FORTALEZA: CONSTRUÇÃO COMUNITÁRIA, SEGURANÇA PÚBLICA, POLÍCIA MILITAR DO CEARÁ E MILÍCIAS I

Muito embora o descobrimento do Brasil remonte do início do século XVI, o atual Estado do Ceará, e mais precipuamente Fortaleza, somente teve estruturada sua sociedade a partir do século seguinte. Índios, franceses, holandeses, portugueses e posteriormente africanos (escravos), tiveram participação ativa na formação social de Fortaleza. Os franceses tiveram influência em menor escala, muito embora tenham sido intensas suas relações comerciais com indígenas locais por conta do seu domínio setentrional, marcante no Maranhão.

A própria Holanda, a partir de Pernambuco, estendeu seus domínios de ocupação em terras brasileiras, propriamente nordestinas, entre os séculos XVI e XVII. Em Fortaleza, a presença militar holandesa ergueu até uma Fortificação, correspondente hoje a nossa Fortaleza de Nossa Senhora da Assunção, instalação ocupada pelo Exército Brasileiro, sede da 10ª Região Militar.

Fortaleza, na barra do rio Ceará, abrigou fortificações que por repetidas vezes foram construídas, reconstruídas e destruídas. Todas elas fizeram parte ativa da formação da cidade. Parte daquela área ainda hoje é conhecida como Vila Velha, homenagem que lembra os primórdios e o nascedouro de Fortaleza.

Em 1835, ano correspondente a criação embrionária da Polícia Militar do Ceará, Fortaleza contava com uma população aproximada de 55.000 habitantes(1) e na sua estrutura social, menos de 2000 habitantes eram escravos. As mulheres já eram pequena maioria.

A sociedade local era pobre e dependente do poder central, muito embora já demonstrasse sinais de crescimento, inclusive estabelecendo ligações com portos da Europa, a exemplo de Camocim e Aracati. A influência consumista estava em ascensão, onde os produtos estrangeiros competiam superando potencialmente com os da terra.

Fortaleza que fora elegida à condição de vila em 1726 e à cidade em 1823, apresentava também em 1835 outras interfaces definidas, como os poderes organizados, dominados por classes abastadas, eclesiásticos e militares, e a sua geografia era definida por poucas ruas e praças. Existiam serviço postal, instrução pública, cemitério, pequeno hospital de caridade, porto de atracação, alguns outros prédios públicos, igreja e fortificação militar.

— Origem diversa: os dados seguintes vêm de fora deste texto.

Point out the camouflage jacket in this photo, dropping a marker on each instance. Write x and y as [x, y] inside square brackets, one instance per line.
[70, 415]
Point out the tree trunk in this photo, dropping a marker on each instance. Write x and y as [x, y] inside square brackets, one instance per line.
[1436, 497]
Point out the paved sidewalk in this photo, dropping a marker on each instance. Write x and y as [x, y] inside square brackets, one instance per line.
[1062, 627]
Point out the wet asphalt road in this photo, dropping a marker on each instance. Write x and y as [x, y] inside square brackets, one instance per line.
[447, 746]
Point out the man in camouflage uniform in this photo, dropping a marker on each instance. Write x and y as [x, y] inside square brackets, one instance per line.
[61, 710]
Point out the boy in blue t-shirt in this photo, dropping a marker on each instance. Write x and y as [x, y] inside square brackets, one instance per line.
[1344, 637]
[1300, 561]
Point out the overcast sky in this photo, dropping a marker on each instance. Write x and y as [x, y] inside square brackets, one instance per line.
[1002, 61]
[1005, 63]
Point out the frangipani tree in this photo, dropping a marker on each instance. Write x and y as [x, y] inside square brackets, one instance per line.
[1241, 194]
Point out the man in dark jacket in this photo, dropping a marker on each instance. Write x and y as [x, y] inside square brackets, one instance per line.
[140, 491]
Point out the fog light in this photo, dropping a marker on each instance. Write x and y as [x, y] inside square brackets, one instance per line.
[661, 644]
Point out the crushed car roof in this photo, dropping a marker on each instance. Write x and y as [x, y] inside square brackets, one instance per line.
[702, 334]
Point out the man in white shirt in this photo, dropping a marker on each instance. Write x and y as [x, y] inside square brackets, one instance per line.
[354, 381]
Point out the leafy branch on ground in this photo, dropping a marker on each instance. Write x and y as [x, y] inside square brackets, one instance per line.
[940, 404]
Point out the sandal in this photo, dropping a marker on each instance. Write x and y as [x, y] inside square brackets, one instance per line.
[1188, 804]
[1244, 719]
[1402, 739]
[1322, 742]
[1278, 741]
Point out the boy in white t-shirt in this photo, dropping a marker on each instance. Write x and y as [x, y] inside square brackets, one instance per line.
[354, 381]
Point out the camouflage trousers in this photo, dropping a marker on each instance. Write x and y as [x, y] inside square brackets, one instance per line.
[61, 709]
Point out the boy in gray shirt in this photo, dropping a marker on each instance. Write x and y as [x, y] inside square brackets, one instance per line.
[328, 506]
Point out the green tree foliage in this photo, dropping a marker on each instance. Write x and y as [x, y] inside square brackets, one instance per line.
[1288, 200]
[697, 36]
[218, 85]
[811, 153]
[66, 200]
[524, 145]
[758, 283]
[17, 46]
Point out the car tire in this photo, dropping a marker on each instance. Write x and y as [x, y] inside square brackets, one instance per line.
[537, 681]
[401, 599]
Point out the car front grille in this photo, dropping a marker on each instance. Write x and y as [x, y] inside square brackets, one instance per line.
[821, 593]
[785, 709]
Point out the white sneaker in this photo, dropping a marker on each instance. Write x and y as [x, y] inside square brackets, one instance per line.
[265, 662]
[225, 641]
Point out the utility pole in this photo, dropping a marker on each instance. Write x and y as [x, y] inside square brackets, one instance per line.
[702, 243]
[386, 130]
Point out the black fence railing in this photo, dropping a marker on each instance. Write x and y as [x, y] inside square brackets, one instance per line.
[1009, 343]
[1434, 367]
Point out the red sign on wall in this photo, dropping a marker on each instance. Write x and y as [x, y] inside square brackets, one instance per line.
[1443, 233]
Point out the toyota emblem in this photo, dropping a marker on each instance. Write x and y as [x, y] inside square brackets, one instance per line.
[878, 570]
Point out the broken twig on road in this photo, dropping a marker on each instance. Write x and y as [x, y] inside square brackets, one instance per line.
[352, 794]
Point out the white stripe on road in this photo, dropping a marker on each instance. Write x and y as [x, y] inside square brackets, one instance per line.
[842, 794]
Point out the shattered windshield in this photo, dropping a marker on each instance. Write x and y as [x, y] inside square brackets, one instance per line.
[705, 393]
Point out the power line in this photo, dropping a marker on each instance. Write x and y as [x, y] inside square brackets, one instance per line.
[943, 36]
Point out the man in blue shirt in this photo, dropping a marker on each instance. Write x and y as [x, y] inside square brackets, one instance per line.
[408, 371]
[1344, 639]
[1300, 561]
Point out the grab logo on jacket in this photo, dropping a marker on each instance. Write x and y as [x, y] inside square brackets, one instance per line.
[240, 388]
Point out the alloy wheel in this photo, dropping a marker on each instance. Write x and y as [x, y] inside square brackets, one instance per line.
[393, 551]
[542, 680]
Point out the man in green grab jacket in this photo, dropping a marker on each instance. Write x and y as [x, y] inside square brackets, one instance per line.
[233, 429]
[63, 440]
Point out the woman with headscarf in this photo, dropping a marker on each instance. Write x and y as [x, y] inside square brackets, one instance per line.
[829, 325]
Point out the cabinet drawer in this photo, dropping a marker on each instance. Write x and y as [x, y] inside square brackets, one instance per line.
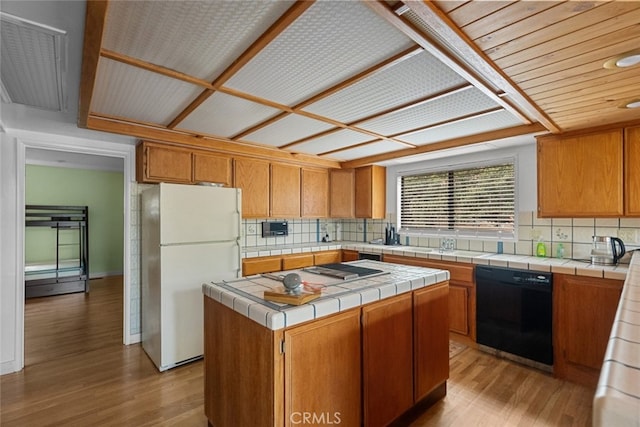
[291, 262]
[260, 265]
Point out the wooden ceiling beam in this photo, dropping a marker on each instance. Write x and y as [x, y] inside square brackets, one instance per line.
[424, 40]
[95, 18]
[471, 54]
[267, 37]
[154, 133]
[451, 143]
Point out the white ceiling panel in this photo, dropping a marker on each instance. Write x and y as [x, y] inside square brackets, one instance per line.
[199, 38]
[288, 129]
[445, 108]
[332, 141]
[412, 79]
[126, 91]
[330, 42]
[488, 122]
[226, 115]
[372, 149]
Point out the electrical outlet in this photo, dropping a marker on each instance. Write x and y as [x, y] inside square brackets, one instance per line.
[628, 235]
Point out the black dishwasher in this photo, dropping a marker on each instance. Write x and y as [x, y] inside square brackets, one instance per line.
[514, 312]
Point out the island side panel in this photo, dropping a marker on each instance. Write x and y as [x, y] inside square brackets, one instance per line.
[243, 369]
[431, 338]
[323, 371]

Segundo Thomaz Pompeu, in “Ensaio Estatístico da Província do Ceará” (1857, p.204), por ordem do Governador (presidente da província na época), Pe. José Martiniano de Alencar, o ano de 1835 foi marcado também, além do ano de criação da nossa atual PMCE - Polícia Militar do Ceará, pelo ano que oficialmente foi instalado por conta da Província, o censo, que deveria levantar os aspectos gerais da nossa terra e da sua gente. Fato curioso era o de que os chefes de polícia através de seus agentes e os párocos eram os responsáveis pelo arrolamento da população.

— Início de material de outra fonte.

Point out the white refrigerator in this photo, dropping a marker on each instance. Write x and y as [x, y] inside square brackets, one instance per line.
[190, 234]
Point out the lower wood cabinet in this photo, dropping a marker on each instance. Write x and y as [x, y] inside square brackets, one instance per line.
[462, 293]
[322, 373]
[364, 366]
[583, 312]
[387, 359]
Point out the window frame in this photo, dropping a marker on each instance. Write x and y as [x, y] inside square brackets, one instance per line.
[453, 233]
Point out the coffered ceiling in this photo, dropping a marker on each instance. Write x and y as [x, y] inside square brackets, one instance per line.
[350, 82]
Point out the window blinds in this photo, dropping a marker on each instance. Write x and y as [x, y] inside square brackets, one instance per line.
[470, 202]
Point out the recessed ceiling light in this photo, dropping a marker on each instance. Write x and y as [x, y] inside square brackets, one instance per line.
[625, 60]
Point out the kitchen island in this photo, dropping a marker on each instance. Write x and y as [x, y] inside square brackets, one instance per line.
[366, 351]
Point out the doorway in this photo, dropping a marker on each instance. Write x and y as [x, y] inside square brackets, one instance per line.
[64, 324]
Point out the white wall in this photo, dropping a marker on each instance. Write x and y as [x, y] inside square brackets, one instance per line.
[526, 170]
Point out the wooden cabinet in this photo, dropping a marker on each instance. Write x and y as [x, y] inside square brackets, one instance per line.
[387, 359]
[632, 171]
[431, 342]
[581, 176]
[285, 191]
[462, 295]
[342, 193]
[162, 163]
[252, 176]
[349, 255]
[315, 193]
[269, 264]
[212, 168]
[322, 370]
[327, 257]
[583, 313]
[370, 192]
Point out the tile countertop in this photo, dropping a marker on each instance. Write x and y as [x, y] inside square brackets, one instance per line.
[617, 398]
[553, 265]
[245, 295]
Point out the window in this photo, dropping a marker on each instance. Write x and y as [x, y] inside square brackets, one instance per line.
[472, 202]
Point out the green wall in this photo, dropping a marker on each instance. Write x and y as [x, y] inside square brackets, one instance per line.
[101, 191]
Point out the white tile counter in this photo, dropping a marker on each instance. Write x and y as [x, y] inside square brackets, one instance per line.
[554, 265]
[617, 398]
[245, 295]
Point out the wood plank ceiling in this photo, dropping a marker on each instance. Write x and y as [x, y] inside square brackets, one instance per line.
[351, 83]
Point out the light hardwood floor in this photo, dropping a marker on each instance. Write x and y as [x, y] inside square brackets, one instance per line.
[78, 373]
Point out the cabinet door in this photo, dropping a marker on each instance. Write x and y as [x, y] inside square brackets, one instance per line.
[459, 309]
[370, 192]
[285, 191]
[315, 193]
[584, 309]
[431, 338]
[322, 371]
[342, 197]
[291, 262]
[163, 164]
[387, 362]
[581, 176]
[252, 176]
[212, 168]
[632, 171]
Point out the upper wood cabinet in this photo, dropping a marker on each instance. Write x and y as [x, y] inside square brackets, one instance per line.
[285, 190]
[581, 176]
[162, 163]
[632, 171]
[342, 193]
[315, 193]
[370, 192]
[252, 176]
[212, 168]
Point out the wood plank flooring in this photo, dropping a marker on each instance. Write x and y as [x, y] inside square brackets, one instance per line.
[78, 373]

Fortaleza tinha uma vida e uma população cíclica, marcada pelos fortes movimentos migratórios, principalmente advindos das prolongadas secas que assolavam a região. Este fator caracterizou de vez a vida da comunidade local. Por vezes a cidade chegava a multiplicar sua população em 600% (seiscentos por cento) em poucos dias. Nessas ocasiões o caos era estabelecido na cidade. As ações do governo limitava-se a salvar as pessoas, quando podia, apenas fornecendo alimentos. A saúde, o saneamento, as condições de hospedagens, a geração de renda e a própria segurança pública eram afetadas. O número de órfãos era considerável, porquanto surgiam os primeiros “filhos da rua”.

Na pirâmide sócio-econômica, segundo ainda Thomaz Pompeu (Ob. c.p.254), um soldado do Corpo de Polícia (atual PMCE), recebia como vencimentos a quantia de 17$400 réis, ou seja, 580 réis/dia. Comparativamente, um vaqueiro ganhava 200 réis/dia, um caixeiro 320 réis/dia e um operário urbano 600 réis/dia.

O estudo destes aspectos norteiam o entendimento da atual conjuntura. Através destes dados, evidenciamos algumas verdades e podemos compreender melhor o nosso presente. Podemos observar que o caos provocado pelo processo migratório sazonal de 174 anos atrás advindo das secas, é parecido com o caos atual provocado pela migração da população rural para os centros urbanos nos últimos trinta anos, quando 72% da população presente no campo passou a ocupar as cidades. Fortaleza se insere neste contexto. Tal fenômeno “inchou” a cidade, a periferia e o eixo metropolitano. As favelas foram multiplicadas, hoje em Fortaleza são mais de 600 (seiscentas), e novamente os filhos da pobreza tornaram-se os “filhos marginais das ruas”.

A inserção da Polícia Militar nesse contexto, ocorreu inclusive para atuar no “vácuo” social.

Fortaleza, ontem e hoje

A cidade de Fortaleza tomou impulso sob domínio português a partir do início do século XVII, quando o português Pero Coelho de Sousa criou às margens do rio Ceará, a povoação que denominou de Nova Lisboa. Em 1796, a cidade já detinha o nome de Fortaleza de Nossa Senhora da Assunção. Posteriormente com a "independência" do Ceará de Pernambuco (1799), Fortaleza foi eleita capital da Província do Ceará, depois de breve período de Aquiraz como tal.

Esta elevação de Fortaleza à condição de Vila foi depois do domínio holandês, que como foi dito deixou inclusive um marco considerável na cidade, o então Forte Schoonenborch, hoje sede da nossa 10ª Região Militar. Este marco histórico da nossa civilização tornou-se um símbolo físico de Fortaleza, originando seu atual nome.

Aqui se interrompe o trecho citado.